When to apply
As a producer, importer or distributor of biocidal products, it is currently possible for several situations to be applicable. Your product may already be on the Danish market, either with a requirement for authorisation or temporarily without a requirement for authorisation. You may also be in the process of introducing a new product to the market which is not currently subject to a re-quirement for authorisation, but which will have to be authorised in the future.
Enterprises will be covered by the new authorisation scheme as the EU approves or rejects the active substances with regard to one or more of the 23 product types that the legislation distinguishes between. The EU is progressing with this task.
An active substance can now fall within four categories with different consequences for the enterprises concerned:
1. The active substance has been approved (included) for one or more product-types
Products with the specific active substance must be authorised in accordance with the new rules. This applies both to products that are already on the Danish market and to new products. Active substances that the EU approves are included in a "positive list", Annex I to the Biocidal Products Directive.
2) The active substance has been refused (not included) for one or more product-types.
Products containing the specific active substance must be phased out within a short period of time. Active substances that are no longer permitted are placed on a "negative list" ("non-inclusion list").
3 ) The active substance is under evaluation by the EU.

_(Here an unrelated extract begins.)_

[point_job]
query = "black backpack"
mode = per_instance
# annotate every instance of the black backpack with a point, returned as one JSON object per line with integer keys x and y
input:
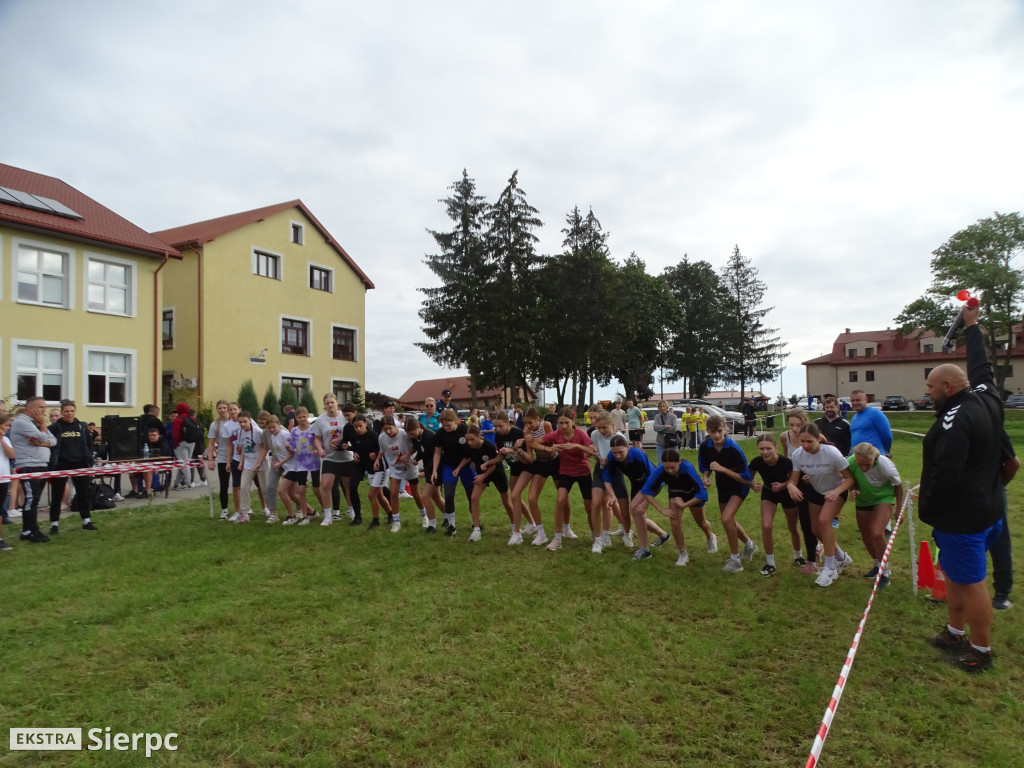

During a transitional period, products with active substances that are under evaluation may continue to be marketed in accor-dance with the Danish rules. This will apply until the EU has evaluated the active substances in the products, and either included them in Annex I as approved active substances or refused their inclusion.
4) The active substance is new within the EU.
Applications may not be submitted for products with new active substances that are not covered by the EU's review programme until the active substance has been evaluated and approved within the EU.
It is not possible to say in advance exactly when the EU will approve or refuse an active substance. Enterprises are therefore required, and obliged, to monitor developments in the active substances that can remain on the market, those that are on the way out and those that are still in the process of being evaluated.